Poison ivy dermatitis is triggered by an allergic reaction to the slick layer that covers the plants and this resinous layer is called urushiol. An individual does not have to come in direct contact with the roots, leaves or branches to develop a rash. An individual can develop a reaction after exposed to contaminated clothing.
No individual is born with sensitivity to poison ivy but if exposed, an individual can become sensitized at some point and stay allergic. Remember that sensitivity can change at any time. There is no way to desensitize those who are allergic to the plant. Animals are not affected by poison ivy but an individual can develop a rash after petting a cat or dog that has been exposed.
It is important to note that the rash itself is not considered infectious and the blisters filled with fluid will not spread the rash. Poison ivy dermatitis manifests as soon as 4 hours or even 10 days after exposure, depending on the sensitivity of the individual and degree of exposure.
Once the rash manifests, the sensitivity level of the individual will increase. The individual will start to react at the slight trace of urushiol on the skin. This causes the rash to appear as if it is spreading even after treatment has been started.
The rashes are usually self-limited and later clear up without any treatment. A mild case of poison ivy dermatitis will heal over time but in severe cases, it would require treatment to reduce the discomfort.

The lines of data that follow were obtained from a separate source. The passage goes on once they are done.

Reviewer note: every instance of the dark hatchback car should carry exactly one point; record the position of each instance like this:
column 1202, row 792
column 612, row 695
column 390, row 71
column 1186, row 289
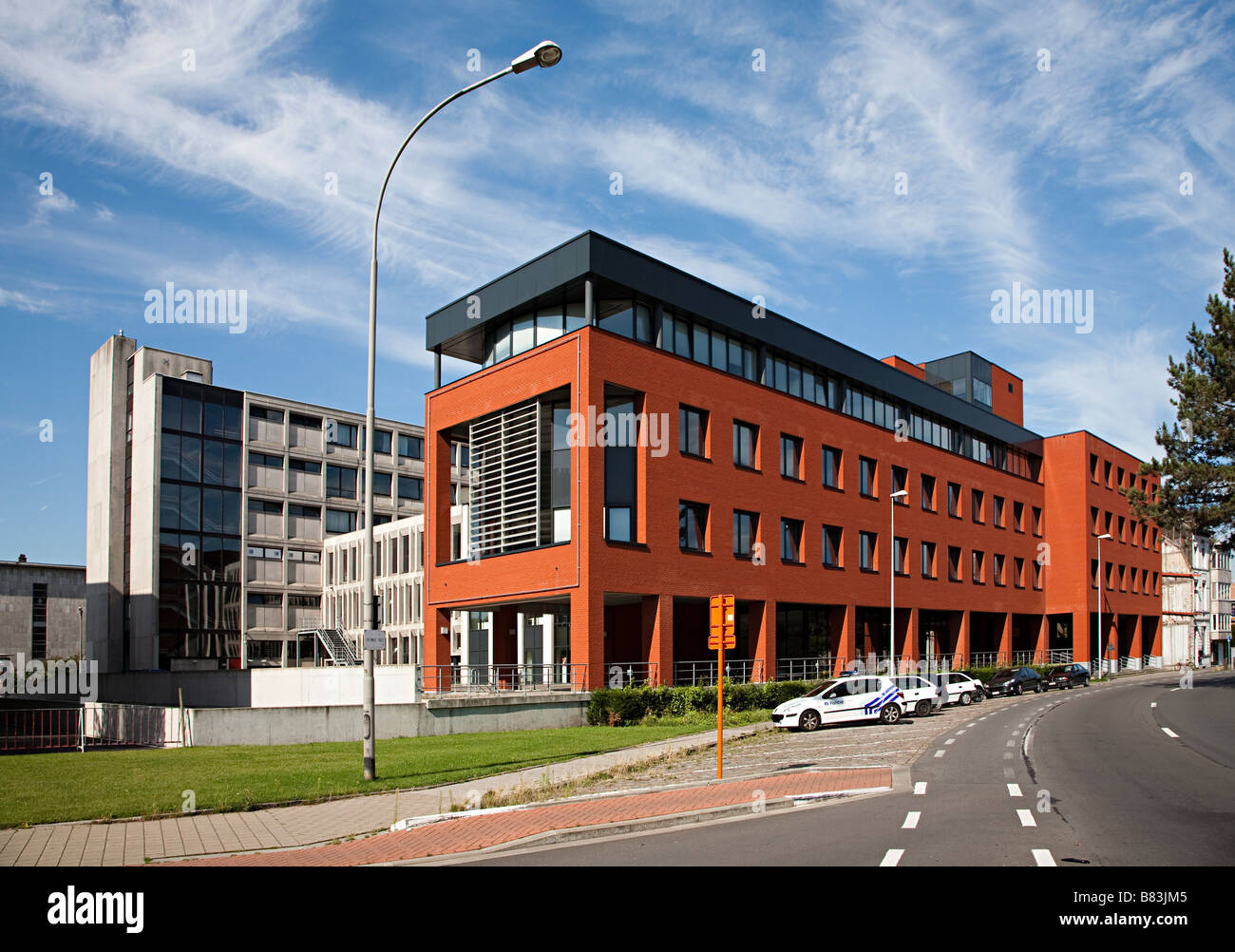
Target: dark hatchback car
column 1013, row 680
column 1066, row 676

If the individual initially develops a rash, it lasts longer than a repeat attack, often 3-4 weeks.
Cortisone-type preparations taken orally are highly effective in managing poison ivy dermatitis. These medications are safe as long as taken for a short period (2-3 weeks). In case the individual has peptic ulcer, diabetes or high blood pressure, cortisone should only be taken under close medical supervision.
The itching and blisters will improve with the application of moist compresses. You can prepare a batch of Burow’s solution by adding 1-2 “Dome-Boro” tablets in a pint of water. This should be applied to the blisters for 20 minutes 2-3 times daily. After the compress, apply the prescribed cream if any.
Once the swelling subsides, discontinue the compresses and apply the prescribed cream. If the cream is applied before the swelling and blisters subside, it is not effective. The individual can shower or bathe as usual, but avoid using hot water.